Inmates serving a life sentence are currently eligible for 20 percent time reduction credits that can be earned through positive programming. Other inmates with less severe sentences eligible for 50 percent time reduction credits and the ability to have credits applied retroactively for positive programming that took place prior to Proposition 57’s passage.

“Former violent offenders who are no longer violent because they’ve reformed can make communities safer,” said DeWeaver in a follow up interview with Oakland North. “If you want to know who has the power to transform neighborhoods plagued by violence, it is the reformed people who remain detained in prison.”

The final legal language of Proposition 57 is still somewhat in flux. The original document is 57 pages long and details numerous policies, procedures, requirements, qualifications and restrictions. On April 13, emergency regulations written by CDCR were approved through the Office of Administrative Law including adopting 15 sections, amending four sections and repealing six sections. The emergency regulations will remain in effect for 160 days from the date of approval. CDCR is required to publish a public notice followed by a minimum of a 45-day public comment period. On May 1, CDCR published an updated Prop 57 FAQ sheet and FAQ sheet for credit earning opportunities.

It’s unclear when CDCR staffers will submit the final regulations, because the agency can opt to use two 90-day extensions following the public comment period. Agency spokesperson Waters says they do not know if the extensions will be needed.
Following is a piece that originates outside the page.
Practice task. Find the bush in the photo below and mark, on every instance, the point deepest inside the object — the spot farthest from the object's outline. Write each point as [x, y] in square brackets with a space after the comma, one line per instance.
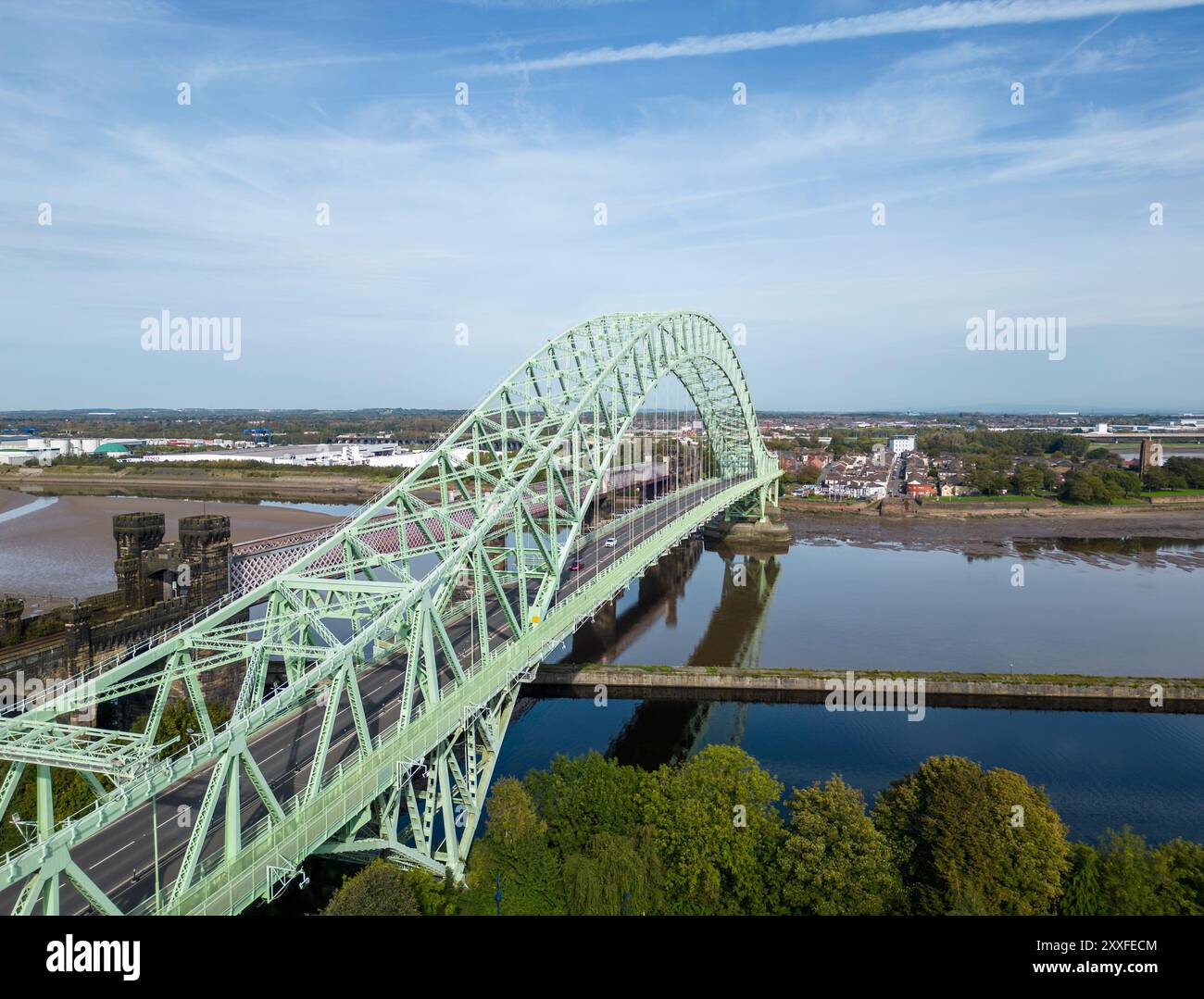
[952, 830]
[380, 890]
Still, East Bay advocates are closely watching the implementation of Proposition 57, hoping that the policy will open doors for non-violent inmates and begin a trend of moving away from incarceration. “We see Proposition 57 as a really important step in criminal justice reform work in California, and we’re encouraged to see the state continuing on a path towards decreasing incarceration and promoting rehabilitation,” said Henderson. 

CJCJ was originally listed at the Center for Juvenile Justice and has been corrected to the Center on Juvenile and Criminal Justice. Maurine Washburn has been corrected to Maureen Washburn.

2 Comments

  1. Dan Russo on October 16, 2017 at 1:43 am

    This new law enacted by voters an authority given to cdcr to implement is all bad!!! They have implemented a regulation that is in conflict with there own current regulations being applied an current law. For example a person must serve his full base term in order to be eligible for parole..Full term is day for day minus all credits applied by the courts an cdcr.How can this be achieved when current regulations an law give inmates sentenced to determinate term credits for good time work time etc and the courts order how each term is served so this proposition is a hoax! It’s in conflict with current law for starters an how did the people approve of letting cdcr decide the terms?? This is a major stall tatic by cdcr and governor to block the release of inmates an continue to violate inmates federal rights.



  2. Dan Russo on October 16, 2017 at 1:49 am

    Under this current proposition Cdcr’s solution will not ease the overcrowdiness or release of a significant amount of inmates. Like for example the law was enacted in November of 2016 but they have a requirement that inmates be disciplinary free for previous five years prior to enactment. Another obstacle for inmates release. Why else would the officers union support this?? It’s because they have the authority to craft all these obstacles to prevent release an continue to make humans suffer.